Message-Id: <9411181904.AA26430@mocha.bunyip.com>
To: uri@bunyip.com
Subject: AFS URLs
Date: Fri, 18 Nov 1994 14:03:49 -0500 (EST)
From: Mic Bowman <mic+@transarc.com>
------- Forwarded Message
To: Larry Masinter <masinter@parc.xerox.com>
Cc: mic+@transarc.com
Subject: AFS URLs
In-Reply-To: Your message of "Thu, 17 Nov 1994 23:12:55 -0800."
<94Nov17.231300pst.2760@golden.parc.xerox.com>
Date: Fri, 18 Nov 1994 08:57:26 -0500 (EST)
From: Mic Bowman <mic+@transarc.com>
> The main reason for not using 'file:' is that it's really already
> defined for other purposes, and the overloading that you're proposing
> for 'afs' doesn't work well for sites that might want to use local
> files but don't run afs.

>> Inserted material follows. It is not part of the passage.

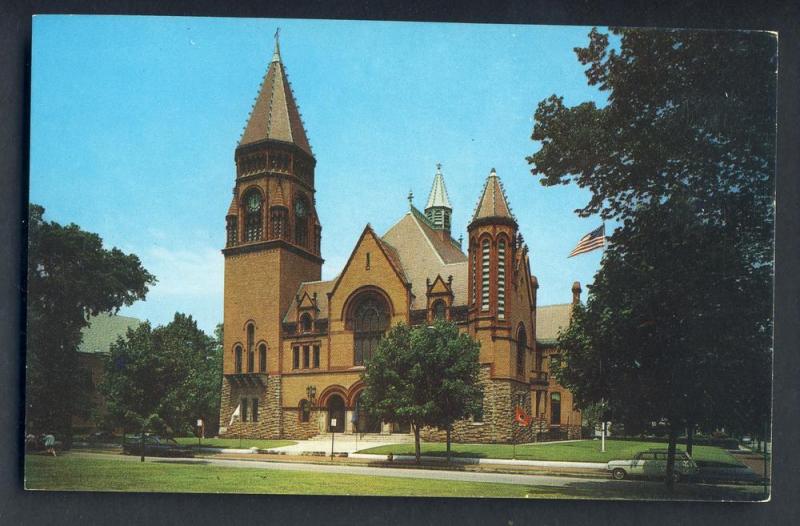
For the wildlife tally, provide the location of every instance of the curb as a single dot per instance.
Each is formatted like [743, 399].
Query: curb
[495, 461]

It also doesn't work well for non-Unix
> systems, does it?
Why is this overloading file? AFS is a file system. AFS users
don't really care if they are using AFS or NFS. It is the local
file system. It just happens that the local file system is much
bigger than the typical NFS. It seems to me that this is precisely
the thing for which "file" was designed.
The translation we proposed happens to work for AFS because the
name space on a remote host is the same as the name space on the
local host. What we proposed with our translation is a retrieval
optimization. (I don't want to shortchange URL translation, it is
much more useful, but for the purpose of this discussion it is just
an optimization.)
> It seems like if you mean 'use AFS if you can, else use FTP', then you
> should use a different URL scheme than 'file:'.

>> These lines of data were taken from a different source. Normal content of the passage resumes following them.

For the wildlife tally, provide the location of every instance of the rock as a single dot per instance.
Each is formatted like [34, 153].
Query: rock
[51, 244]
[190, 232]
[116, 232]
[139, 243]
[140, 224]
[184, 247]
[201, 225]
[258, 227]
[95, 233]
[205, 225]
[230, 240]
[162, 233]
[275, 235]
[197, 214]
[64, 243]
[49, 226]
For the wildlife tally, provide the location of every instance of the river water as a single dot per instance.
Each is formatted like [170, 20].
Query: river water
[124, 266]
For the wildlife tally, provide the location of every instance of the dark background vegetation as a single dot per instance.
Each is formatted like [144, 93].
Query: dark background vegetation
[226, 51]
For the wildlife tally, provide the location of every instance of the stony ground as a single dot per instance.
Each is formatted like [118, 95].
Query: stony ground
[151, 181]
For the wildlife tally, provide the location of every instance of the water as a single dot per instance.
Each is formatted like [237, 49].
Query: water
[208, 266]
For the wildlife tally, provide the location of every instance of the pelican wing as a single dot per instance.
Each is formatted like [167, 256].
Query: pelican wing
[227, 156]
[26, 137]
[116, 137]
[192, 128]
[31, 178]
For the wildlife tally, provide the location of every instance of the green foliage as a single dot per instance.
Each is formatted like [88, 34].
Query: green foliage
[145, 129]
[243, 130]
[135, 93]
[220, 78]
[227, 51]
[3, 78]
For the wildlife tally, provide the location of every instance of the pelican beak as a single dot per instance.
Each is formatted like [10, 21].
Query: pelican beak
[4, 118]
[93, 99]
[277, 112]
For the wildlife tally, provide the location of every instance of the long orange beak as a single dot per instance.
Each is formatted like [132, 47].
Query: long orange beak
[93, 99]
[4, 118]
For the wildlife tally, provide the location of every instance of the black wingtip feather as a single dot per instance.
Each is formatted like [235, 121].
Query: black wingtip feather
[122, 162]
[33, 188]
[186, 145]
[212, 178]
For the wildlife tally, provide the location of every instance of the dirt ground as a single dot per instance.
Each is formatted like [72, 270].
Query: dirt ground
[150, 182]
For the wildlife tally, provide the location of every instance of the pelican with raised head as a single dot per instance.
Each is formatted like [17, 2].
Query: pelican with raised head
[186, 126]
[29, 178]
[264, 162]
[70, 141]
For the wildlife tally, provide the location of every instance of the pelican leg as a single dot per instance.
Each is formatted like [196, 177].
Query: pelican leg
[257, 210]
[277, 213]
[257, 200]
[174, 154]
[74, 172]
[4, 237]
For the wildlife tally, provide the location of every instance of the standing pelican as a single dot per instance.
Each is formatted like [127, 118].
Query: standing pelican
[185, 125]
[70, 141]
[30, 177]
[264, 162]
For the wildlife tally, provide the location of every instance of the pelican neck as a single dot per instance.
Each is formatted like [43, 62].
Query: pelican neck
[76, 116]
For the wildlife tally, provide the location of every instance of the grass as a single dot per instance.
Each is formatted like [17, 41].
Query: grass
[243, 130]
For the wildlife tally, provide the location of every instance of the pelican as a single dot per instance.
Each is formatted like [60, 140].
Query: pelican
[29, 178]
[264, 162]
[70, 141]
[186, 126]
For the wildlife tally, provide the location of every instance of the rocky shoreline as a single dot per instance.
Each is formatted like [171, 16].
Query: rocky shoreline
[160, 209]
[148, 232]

No. I mean, use the *locally available file system* if URL is defined in
the local name space or find a machine that exports the file system name
space. It just happens to be that the locally available file system for
an AFS client is VERY big. It is my responsibility to specify a gateway
that exports the same name space.
> Now, why do you need:
>
> afs://{gateway}/afs/{cell}/path
>
> when
> afs://{gateway}/{cell}/path
Fine. But why make this specific to afs? The URL for DFS will
look very similar except that the path will probably be /.../{cell}/path.
Likewise, the URL for files in other file system name spaces. This
is really just a file system, why not call it that?
> might work, or even
>
> afs://{cell}/path
>
> where you suggest that sites that don't run afs do keep a
> configuration that deals with:
>
> afs://{cell}/{path}
I disagree with this. It will be too difficult to propogate information
about AFS gateways. In addition, the AFS name space is sufficiently large
that one gateway is not sufficient. You would need to keep a table that
maps CELL to a GATEWAY. Maintaining the table would be very difficult.
Also remember that AFS is just one of many large, distributed file
systems. You'll need this kind of configuration for each.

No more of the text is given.